Por fin, subí al inmenso avión de la Japan Air Lines, en el que Shimon había tenido la previsión de encargar una comida
kosher
, cosa que nunca había hecho por mí, ni siquiera cuando yo era ultraortodoxo. ¿Era una forma de llamarme al orden, él también? ¿A mi misión, no mi misión mesiánica, sino a la que me veía obligado a cumplir para él?

En cualquier caso, advertí la extrema amabilidad de las azafatas, que me dedicaron atenciones que no tenían con los demás pasajeros. Fueron más que amables: me trataron con una especie de deferencia o respeto. Venían con frecuencia a interesarse por mi comodidad, y me traían un vasito de sake, un zumo de naranja, o bien bombones. Para mi asombro, una de ellas me dijo:

—Es usted sacerdote, ¿no es así?

—Sí —respondí—. En fin… lo era. Pero ¿cómo lo sabe?
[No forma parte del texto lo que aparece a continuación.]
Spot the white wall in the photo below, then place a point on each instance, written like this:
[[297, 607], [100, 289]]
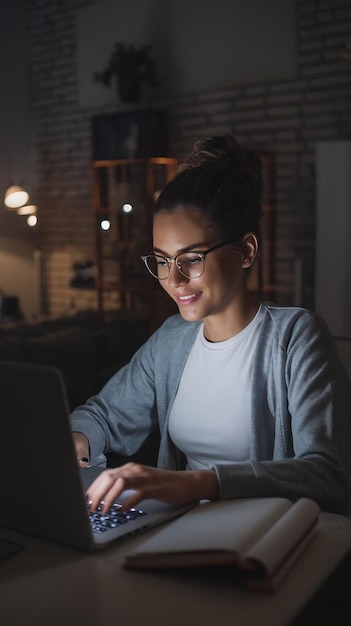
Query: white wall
[[198, 45], [18, 275], [333, 221]]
—En Japón son los sacerdotes quienes siguen regímenes especiales.

Mi espíritu se extravió en un sueño que me condujo hasta orillas del mar Muerto, en los tiempos en que era sacerdote, yo el Cohen, hijo de Cohen, de la estirpe de Moisés y Aarón, el Sumo Sacerdote. Y viví en aquel país árido, a ejemplo de los hebreos, que habían recorrido el desierto. En ese desierto había empezado todo. La palabra de Dios a nuestro antepasado Abraham: «Deja tu país, tu familia y tu casa.» «¿Para ir adonde?» «Al país que yo te indicaré.» Dios prometió a Abraham una tierra, una posteridad tan numerosa como las estrellas del cielo y las arenas del mar. A Moisés le confió las tablas de la Ley. Luego el pueblo fue expulsado de su tierra, el Templo fue destruido, y la gran mayoría de los hebreos se dispersó por los cuatro puntos cardinales. De las doce tribus que formaban el pueblo de Moisés, únicamente subsistieron dos: la de Judá y la de Benjamín, y de ellas descienden todos los judíos actuales.

Curiosamente, me di cuenta de que esa historia, que siempre me hacía vibrar, ahora me resultaba lejana. No era indiferencia, sino una especie de desapego. Pensaba en ese pueblo como si me fuera extraño. Yo había decidido consagrar mi vida a la suya, pero ahora estaba habitado por otra cosa, y su destino ya no me conmovía. Había nacido entre ellos, pero ¿debía sacrificar mi vida a esa leyenda, a su historia? Yo que nunca había entendido cómo mi madre, que era rusa, sentía indiferencia por las tradiciones de su pueblo; yo que la criticaba por vivir en lo que me parecía la negación de sí misma, por primera vez concebía la posibilidad de desear no ser judío, de no querer ser diferente. Veía en Israel a un pueblo como otro, un país como otro. Sí, como otro. Así, yo no tenía una misión particular: bastaba que yo lo decidiera. Todo es cuestión de elegir, y no hay destino, ley ni deber distintos de los que nosotros mismos nos imponemos. ¿No es cierto?